La palabra oral era un elemento enunciativo más dentro de la composición semántica. [6]  Debemos intentar imaginar un mundo prehispánico donde la escritura participaba de un ritual enmarcado en la oralidad, que a su vez permitía fijar en la memoria colectiva los acontecimientos o concepciones que daban cohesión a la sociedad mexica. Bajo esta concepción se entonaban cantos que acompañaban la lectura de los amoxtli. “Los participantes, cubiertos de jeroglíficos indumentarios y de pinturas, se revelan en una epifanía de colores y de formas que se sitúan fuera del lenguaje”. [7]

La música también era un componente más, sobre todo de la expresión de los cuicatl. La palabra oral náhuatl que acompañaba a la lectura de la escritura pictográfica estaba impregnada de su mundo circundante, del espacio natural que rodeaba a los emisores y receptores de los textos. “La líquida sonoridad de río, el infinito del llano, el vértigo del abismo o las tinieblas de una cueva son elementos estructurales de la enunciación y de la percepción de un canto”. [8]

Los oyentes de esta palabra oral que se conjugaba con la escrita, no sólo eran los hombres sino también los dioses, pues dicha lectura colectiva y ritual estaba inscrita en un marco religioso. La escritura era un arte que debía pensarse y producirse para agradar y venerar a los dioses tanto en su forma como en su fondo.[9]

El fin de la escritura pictográfica no era meramente funcional de transmisión de información, como en el caso de la escritura alfabética occidental renacentista, sino que debía tener una estética acorde a su fin trascendental. Lo expuesto hasta aquí da cuenta de la motivación religiosa que había en la escritura prehispánica y su necesidad de belleza en su representación gráfica, así como de la potencia de la palabra oral en la cultura mexica y de su quehacer escriturario, muy distinto de la tradición alfabética europea que llegó con la conquista y poco a poco se instaló en los códices indígenas.

Notas al pie


[1] Segala, Literatura, 1990, p. 37.

[2] Lockhart, Nahuas, 1999, p. 291.

[3] Segala, Literatura, 1990, pp. 67-68.

[4] Arellano y Grube, “Escritura”, 2002, p. 48.

[5] Ídem.

[6] Johansson, Palabra, 2007, pp. 37-38.

[7] Ídem.

[8] Ídem.

[9] Arellano y Grube, “Escritura”, 2002, p. 49.

Bibliografía

Arellano Carmen, Grube Nikolai, “Escritura y literalidad en Mesoamérica y en la región andina: una comparación” en Carmen Arellano Hoffmann, Peer Smidt, Xavier Noguez (coords.), Libros y escritura de tradición indígena.

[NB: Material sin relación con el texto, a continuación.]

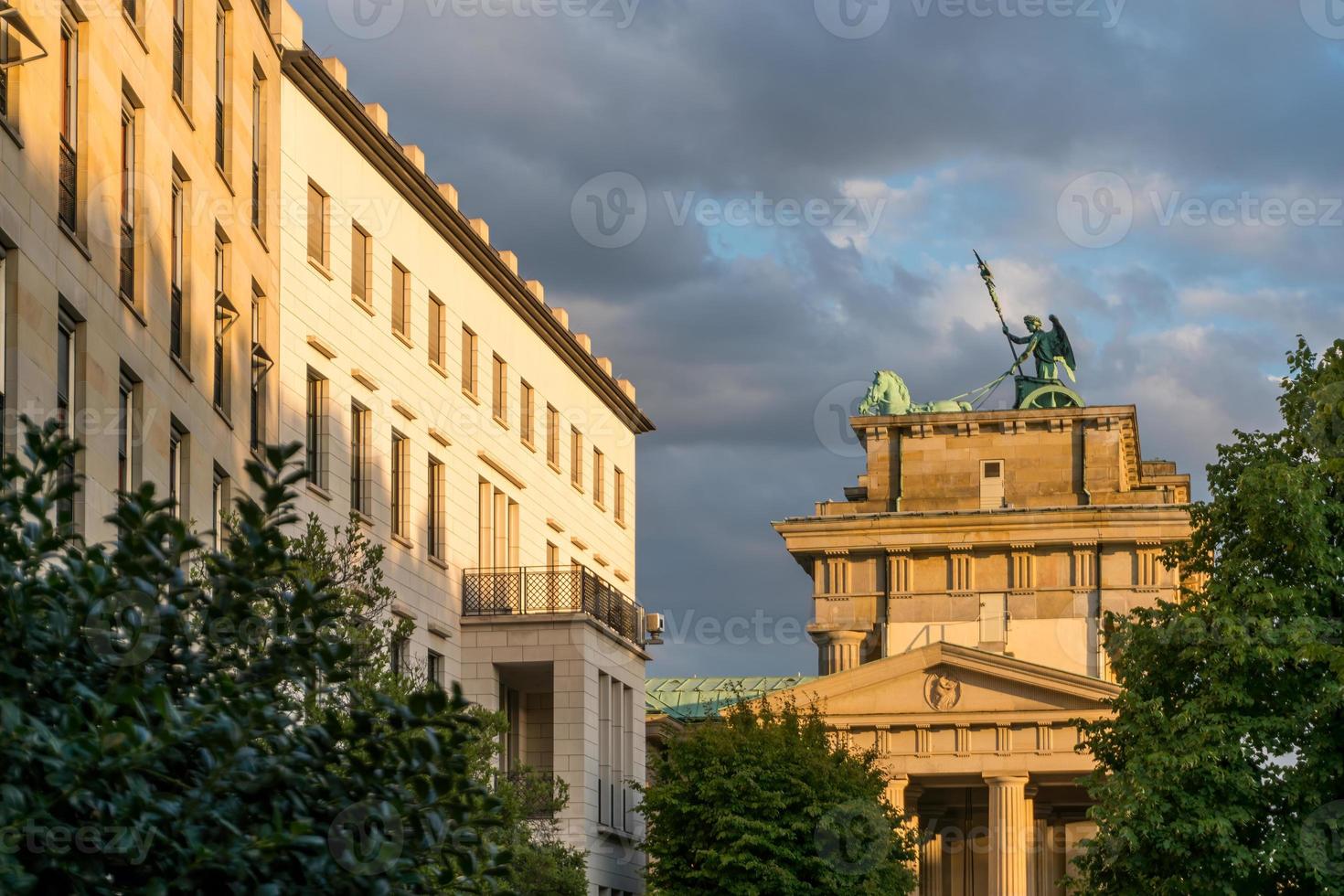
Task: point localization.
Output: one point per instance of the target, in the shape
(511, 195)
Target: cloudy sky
(752, 205)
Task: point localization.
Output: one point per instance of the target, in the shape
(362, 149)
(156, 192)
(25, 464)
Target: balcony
(511, 592)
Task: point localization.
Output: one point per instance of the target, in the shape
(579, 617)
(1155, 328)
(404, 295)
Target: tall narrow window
(577, 458)
(220, 83)
(317, 454)
(527, 410)
(257, 151)
(436, 531)
(175, 298)
(360, 421)
(598, 478)
(469, 384)
(177, 470)
(499, 389)
(125, 432)
(128, 203)
(400, 485)
(261, 364)
(179, 50)
(360, 252)
(400, 300)
(66, 406)
(552, 437)
(68, 199)
(219, 496)
(225, 317)
(319, 232)
(437, 332)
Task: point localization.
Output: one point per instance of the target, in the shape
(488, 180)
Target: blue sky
(1163, 176)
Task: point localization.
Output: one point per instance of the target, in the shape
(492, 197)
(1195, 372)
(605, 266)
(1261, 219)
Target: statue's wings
(1066, 348)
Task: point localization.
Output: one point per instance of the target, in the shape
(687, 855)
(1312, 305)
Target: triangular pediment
(949, 680)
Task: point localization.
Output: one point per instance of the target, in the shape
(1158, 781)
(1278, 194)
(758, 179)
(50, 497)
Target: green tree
(1223, 767)
(766, 802)
(172, 732)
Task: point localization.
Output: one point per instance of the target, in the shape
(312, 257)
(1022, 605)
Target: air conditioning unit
(654, 627)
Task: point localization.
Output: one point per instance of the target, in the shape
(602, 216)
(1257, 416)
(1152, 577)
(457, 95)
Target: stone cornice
(347, 114)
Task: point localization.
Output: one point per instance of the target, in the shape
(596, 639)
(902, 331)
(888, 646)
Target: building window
(360, 422)
(226, 315)
(469, 383)
(577, 458)
(68, 199)
(176, 258)
(179, 50)
(436, 535)
(219, 497)
(319, 226)
(400, 300)
(257, 151)
(527, 411)
(400, 485)
(220, 85)
(552, 437)
(437, 334)
(177, 466)
(317, 454)
(360, 260)
(126, 440)
(66, 348)
(499, 389)
(128, 203)
(598, 478)
(261, 364)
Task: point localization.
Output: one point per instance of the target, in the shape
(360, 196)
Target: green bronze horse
(889, 397)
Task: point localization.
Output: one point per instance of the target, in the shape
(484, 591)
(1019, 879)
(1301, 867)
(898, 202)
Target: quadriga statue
(889, 397)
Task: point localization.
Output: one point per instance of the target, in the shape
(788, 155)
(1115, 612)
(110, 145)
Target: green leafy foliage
(1223, 767)
(175, 719)
(765, 802)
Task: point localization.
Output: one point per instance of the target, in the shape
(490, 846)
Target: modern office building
(211, 245)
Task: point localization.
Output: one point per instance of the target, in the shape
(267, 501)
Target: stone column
(1008, 822)
(839, 650)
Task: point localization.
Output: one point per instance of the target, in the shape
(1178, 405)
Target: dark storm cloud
(972, 126)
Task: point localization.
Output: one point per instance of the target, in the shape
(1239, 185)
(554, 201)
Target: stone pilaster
(1008, 824)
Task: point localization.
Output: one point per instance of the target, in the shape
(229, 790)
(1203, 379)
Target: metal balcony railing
(531, 590)
(66, 200)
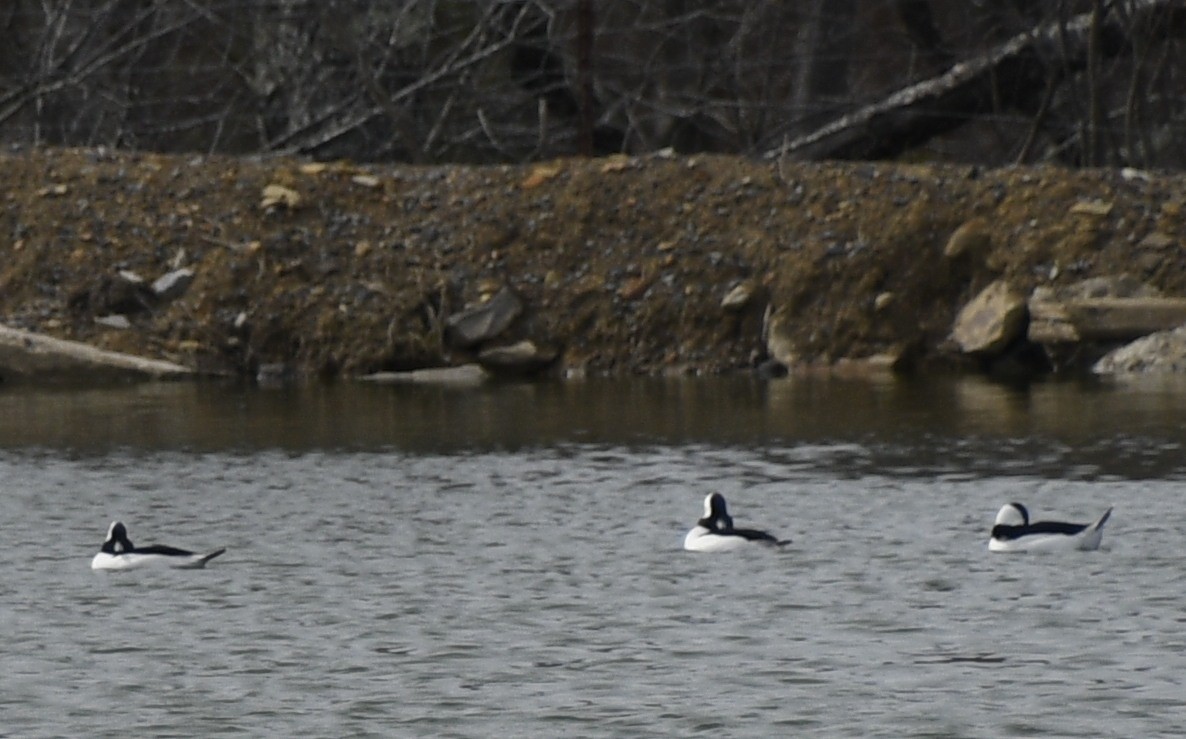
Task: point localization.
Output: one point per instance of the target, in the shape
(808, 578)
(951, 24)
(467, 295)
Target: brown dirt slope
(622, 262)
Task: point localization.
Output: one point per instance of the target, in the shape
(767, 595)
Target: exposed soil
(622, 262)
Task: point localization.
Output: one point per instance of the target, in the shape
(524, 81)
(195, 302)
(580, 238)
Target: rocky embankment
(627, 265)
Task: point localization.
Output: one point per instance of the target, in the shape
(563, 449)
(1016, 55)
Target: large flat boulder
(990, 322)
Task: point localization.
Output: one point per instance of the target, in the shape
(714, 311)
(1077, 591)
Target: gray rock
(993, 320)
(464, 375)
(779, 342)
(116, 320)
(172, 285)
(485, 322)
(1158, 354)
(523, 357)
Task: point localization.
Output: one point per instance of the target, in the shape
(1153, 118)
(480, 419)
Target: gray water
(507, 561)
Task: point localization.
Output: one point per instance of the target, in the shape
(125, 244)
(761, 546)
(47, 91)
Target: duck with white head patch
(715, 532)
(1013, 532)
(119, 553)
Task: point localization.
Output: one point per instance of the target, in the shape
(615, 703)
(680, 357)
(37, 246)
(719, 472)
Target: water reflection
(881, 414)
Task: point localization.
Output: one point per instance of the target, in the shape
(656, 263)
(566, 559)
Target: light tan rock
(993, 320)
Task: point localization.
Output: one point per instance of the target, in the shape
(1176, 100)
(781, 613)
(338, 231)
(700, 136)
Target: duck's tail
(1100, 522)
(203, 561)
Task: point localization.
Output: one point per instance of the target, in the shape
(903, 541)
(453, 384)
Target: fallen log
(1103, 319)
(1005, 77)
(27, 356)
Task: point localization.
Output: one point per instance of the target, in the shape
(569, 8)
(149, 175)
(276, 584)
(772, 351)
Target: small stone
(172, 285)
(1156, 241)
(539, 176)
(279, 196)
(1091, 208)
(116, 320)
(973, 240)
(739, 297)
(518, 358)
(367, 180)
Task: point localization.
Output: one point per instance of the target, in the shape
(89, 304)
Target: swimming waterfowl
(119, 553)
(1012, 532)
(715, 533)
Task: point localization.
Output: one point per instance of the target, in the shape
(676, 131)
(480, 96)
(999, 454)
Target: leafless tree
(1092, 82)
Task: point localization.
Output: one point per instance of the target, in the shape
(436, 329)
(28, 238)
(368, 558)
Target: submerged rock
(523, 357)
(1158, 354)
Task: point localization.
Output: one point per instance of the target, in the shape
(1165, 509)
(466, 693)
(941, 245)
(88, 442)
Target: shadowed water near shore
(203, 416)
(507, 559)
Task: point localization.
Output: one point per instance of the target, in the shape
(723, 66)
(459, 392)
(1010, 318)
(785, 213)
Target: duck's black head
(716, 515)
(118, 541)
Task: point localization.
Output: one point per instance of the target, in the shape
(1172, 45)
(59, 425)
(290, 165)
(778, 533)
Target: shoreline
(662, 263)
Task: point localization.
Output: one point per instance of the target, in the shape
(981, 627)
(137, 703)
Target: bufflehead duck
(1013, 532)
(119, 553)
(715, 532)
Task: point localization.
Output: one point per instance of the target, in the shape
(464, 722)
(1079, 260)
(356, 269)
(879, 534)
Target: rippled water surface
(507, 561)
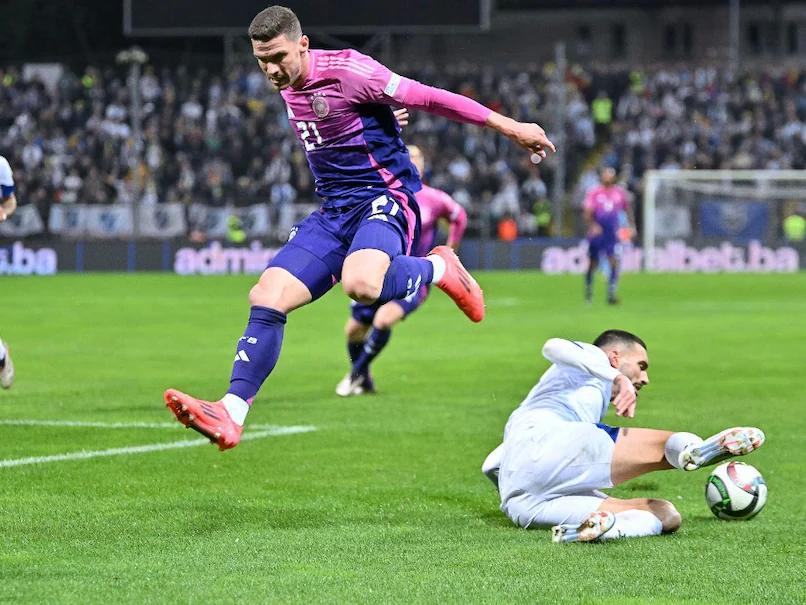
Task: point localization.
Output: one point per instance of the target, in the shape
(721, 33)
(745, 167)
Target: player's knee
(361, 289)
(269, 295)
(355, 331)
(387, 316)
(668, 515)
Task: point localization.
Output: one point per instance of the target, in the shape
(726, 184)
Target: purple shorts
(318, 245)
(366, 313)
(602, 244)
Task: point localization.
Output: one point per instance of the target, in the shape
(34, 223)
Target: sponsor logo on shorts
(320, 106)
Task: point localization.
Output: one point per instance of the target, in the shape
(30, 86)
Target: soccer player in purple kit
(339, 103)
(369, 327)
(603, 208)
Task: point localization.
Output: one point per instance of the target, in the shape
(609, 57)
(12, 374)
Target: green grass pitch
(384, 502)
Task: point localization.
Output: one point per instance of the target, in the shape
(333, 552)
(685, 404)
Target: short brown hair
(275, 21)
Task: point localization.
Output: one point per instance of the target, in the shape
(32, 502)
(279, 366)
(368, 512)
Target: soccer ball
(735, 490)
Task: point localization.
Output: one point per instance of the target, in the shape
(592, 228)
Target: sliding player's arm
(367, 81)
(595, 363)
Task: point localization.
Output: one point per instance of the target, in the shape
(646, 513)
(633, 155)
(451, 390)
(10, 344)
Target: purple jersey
(606, 205)
(342, 116)
(434, 205)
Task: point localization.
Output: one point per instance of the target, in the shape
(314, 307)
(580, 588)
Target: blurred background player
(557, 454)
(8, 203)
(369, 328)
(339, 105)
(604, 211)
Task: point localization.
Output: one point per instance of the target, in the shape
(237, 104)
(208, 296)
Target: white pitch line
(116, 425)
(144, 449)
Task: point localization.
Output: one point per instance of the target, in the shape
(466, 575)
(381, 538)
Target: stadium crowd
(221, 138)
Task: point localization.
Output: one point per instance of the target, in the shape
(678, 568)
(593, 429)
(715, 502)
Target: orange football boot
(460, 285)
(210, 418)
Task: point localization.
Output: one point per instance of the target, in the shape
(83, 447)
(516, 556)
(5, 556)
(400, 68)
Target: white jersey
(577, 387)
(6, 178)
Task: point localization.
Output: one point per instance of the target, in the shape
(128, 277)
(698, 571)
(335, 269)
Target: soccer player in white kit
(8, 203)
(557, 455)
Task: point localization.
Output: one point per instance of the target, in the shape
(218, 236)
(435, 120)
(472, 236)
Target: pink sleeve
(456, 215)
(364, 80)
(414, 95)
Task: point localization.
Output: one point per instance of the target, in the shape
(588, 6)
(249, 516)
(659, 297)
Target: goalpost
(709, 217)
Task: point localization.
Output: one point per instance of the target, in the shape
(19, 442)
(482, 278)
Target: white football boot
(594, 527)
(7, 370)
(730, 442)
(492, 464)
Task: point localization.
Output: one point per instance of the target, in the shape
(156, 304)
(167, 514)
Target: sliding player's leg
(590, 516)
(640, 451)
(303, 270)
(6, 366)
(378, 269)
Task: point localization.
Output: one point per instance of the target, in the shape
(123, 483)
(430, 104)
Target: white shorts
(550, 458)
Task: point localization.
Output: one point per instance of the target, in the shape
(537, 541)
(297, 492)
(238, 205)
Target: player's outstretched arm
(570, 353)
(415, 95)
(594, 361)
(528, 135)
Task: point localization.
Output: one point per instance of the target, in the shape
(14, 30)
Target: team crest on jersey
(320, 106)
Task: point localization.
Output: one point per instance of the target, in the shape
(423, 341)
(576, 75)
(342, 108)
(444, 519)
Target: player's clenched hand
(533, 138)
(529, 136)
(402, 116)
(625, 398)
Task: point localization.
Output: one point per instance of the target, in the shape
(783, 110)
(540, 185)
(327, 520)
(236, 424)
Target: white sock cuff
(634, 523)
(439, 267)
(236, 407)
(676, 444)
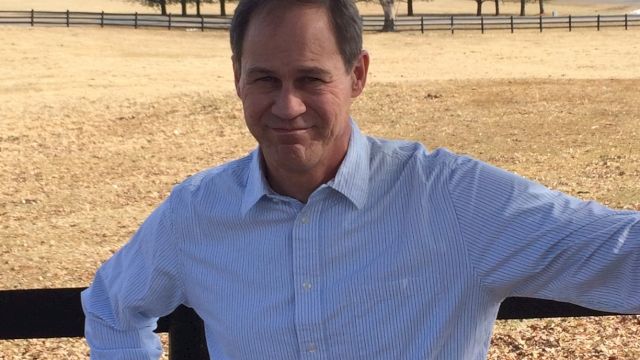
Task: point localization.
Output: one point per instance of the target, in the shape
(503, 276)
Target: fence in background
(402, 23)
(57, 313)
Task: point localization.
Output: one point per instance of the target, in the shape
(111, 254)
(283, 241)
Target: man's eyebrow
(314, 71)
(258, 70)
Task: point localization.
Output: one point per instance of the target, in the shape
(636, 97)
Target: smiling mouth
(288, 131)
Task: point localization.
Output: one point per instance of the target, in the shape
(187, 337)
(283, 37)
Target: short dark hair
(343, 14)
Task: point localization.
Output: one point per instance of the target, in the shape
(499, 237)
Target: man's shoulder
(229, 177)
(406, 151)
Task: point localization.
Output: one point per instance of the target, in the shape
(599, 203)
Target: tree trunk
(389, 16)
(163, 7)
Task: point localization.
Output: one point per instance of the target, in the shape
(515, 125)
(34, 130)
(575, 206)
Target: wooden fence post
(570, 23)
(625, 21)
(540, 23)
(186, 336)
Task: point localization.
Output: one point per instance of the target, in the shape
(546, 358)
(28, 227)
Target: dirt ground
(97, 125)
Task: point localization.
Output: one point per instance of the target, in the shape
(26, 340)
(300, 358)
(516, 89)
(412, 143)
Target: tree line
(388, 7)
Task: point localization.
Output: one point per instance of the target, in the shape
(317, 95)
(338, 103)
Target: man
(327, 244)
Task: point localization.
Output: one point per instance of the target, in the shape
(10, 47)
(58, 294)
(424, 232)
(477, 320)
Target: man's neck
(298, 185)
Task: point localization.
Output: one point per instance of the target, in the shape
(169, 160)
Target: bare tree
(389, 15)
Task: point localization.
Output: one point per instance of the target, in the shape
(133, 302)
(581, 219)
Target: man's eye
(268, 79)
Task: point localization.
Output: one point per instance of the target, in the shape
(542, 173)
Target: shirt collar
(351, 180)
(257, 185)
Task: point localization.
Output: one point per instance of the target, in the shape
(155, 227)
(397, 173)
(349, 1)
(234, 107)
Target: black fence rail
(424, 23)
(57, 313)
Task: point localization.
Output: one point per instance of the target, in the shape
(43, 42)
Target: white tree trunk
(389, 15)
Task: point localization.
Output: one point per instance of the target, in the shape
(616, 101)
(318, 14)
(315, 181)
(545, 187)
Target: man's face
(295, 90)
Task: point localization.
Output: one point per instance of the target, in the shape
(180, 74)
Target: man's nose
(288, 104)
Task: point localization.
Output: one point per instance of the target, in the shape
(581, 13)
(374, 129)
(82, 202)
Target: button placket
(307, 269)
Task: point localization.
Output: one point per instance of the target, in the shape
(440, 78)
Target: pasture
(97, 125)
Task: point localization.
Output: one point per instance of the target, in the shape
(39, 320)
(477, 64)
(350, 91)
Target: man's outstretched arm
(131, 290)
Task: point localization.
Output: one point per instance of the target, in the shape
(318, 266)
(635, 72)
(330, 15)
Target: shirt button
(311, 347)
(306, 285)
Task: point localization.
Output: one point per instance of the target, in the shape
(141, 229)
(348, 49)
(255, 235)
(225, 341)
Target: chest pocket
(381, 320)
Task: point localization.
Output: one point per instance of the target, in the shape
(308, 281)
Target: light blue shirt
(405, 254)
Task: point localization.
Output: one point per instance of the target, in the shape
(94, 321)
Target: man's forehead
(271, 16)
(303, 69)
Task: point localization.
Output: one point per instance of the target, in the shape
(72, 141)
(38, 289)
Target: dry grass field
(97, 125)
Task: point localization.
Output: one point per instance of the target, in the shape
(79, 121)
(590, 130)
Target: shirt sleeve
(139, 284)
(526, 240)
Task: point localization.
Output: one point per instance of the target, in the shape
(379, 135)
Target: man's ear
(359, 73)
(236, 74)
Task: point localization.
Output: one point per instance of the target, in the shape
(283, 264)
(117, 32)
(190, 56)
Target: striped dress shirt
(405, 254)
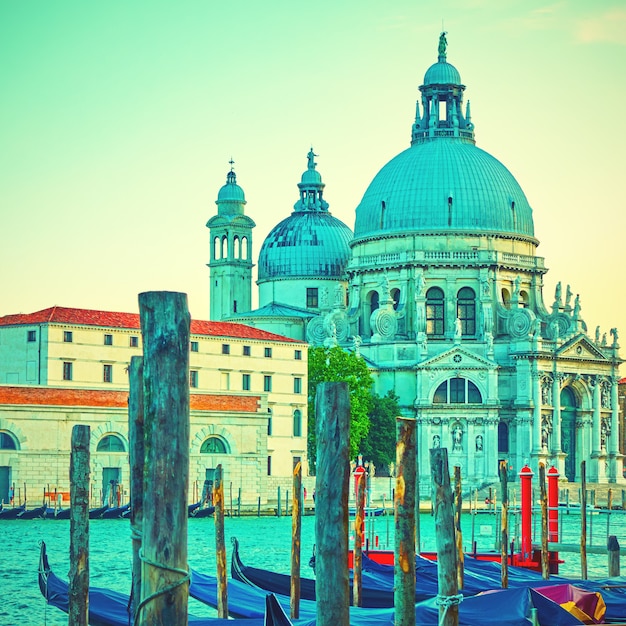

Ensayos sobre los códices prehispánicos y coloniales de México, México, El Colegio Mexiquense/Universidad Católica de Eichstatt, 2002, pp. 27-65.

Johansson, Patrick K., La palabra, la imagen y el manuscrito, México, UNAM, 2007.

Lockhart, James, Los nahuas después de la Conquista. Historia social y cultural de la  población indígena del México central, siglos XVI-XVIII, México, FCE, 1999.

Segala, Amos, Literatura náhuatl, México, CONACULTA/Grijalbo, 1990.